皮膚排泄ケア認定看護師をWOCと呼びます。

意味はW=Woundで創傷、O=Ostomyでストーマ(人工肛門、人口膀胱)、C=Continenceで排便・排尿の調節機能を回複することを指します。

1997年に認定がスタートしましたが、数ある認定看護師のなかでも救急看護と並んで最も歴史のある認定資格です。

創傷や褥瘡の看護では、エアマットレスだけに頼らず、褥瘡予防に必要な体位変換や体位調整、ずれを取り除くケア、スキンケアなどを行います。スキンケアでは、治療にあわせて、皮膚を清潔にする、保湿剤を塗布するといったケアを実践します。

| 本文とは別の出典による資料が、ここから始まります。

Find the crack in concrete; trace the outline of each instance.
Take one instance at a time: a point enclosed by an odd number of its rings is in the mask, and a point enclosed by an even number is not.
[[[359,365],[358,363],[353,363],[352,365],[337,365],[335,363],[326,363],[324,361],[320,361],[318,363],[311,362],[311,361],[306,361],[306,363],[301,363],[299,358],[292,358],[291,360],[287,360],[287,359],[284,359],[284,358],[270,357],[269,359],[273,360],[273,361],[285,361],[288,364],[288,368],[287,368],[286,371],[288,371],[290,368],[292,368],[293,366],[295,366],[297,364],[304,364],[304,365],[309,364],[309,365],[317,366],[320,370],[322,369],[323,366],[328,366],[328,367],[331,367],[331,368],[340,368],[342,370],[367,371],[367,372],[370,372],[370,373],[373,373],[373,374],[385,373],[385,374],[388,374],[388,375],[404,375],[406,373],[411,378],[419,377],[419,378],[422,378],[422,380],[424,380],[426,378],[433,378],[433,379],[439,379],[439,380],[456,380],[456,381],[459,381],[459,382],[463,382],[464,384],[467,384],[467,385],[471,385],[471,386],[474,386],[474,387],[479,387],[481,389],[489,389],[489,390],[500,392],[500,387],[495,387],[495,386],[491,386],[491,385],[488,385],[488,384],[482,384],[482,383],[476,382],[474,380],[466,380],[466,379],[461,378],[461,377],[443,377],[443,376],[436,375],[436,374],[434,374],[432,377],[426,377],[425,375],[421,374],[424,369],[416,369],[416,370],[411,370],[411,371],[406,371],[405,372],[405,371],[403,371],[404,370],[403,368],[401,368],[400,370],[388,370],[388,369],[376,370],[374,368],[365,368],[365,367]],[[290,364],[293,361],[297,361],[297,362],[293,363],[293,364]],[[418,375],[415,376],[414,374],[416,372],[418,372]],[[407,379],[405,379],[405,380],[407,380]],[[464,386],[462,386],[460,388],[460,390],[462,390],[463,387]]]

ストーマ含む排泄ケアでは人工肛門や人工膀胱で今までの排泄経路と違った新しい排泄経路が腹部につくられる衝撃やショックが大きいものです。身体の機能低下や排泄障害で社会生活を制限しないように苦痛を取り除き、尊厳を保ち、生きる意欲や人間らしさを取り戻すための生涯にわたる専門的な看護を提供します。

<参考:一般社団法人 日本創傷・オストミー・失禁管理学会>

採用情報

1 皮膚排泄ケア認定看護師は皮膚・排泄ケアのエキスパート!

元々、皮膚排泄ケア認定看護師の前身としてETナース(※)という資格があり、人工肛門や人工膀胱などのストーマ保有者を専門的にケアを行っていました。その後認定看護師制度が始まり、皮膚のケアや排泄ケアのスペシャリストとして皮膚排泄ケア認定看護師となりました。まずは仕事内容から説明していきます。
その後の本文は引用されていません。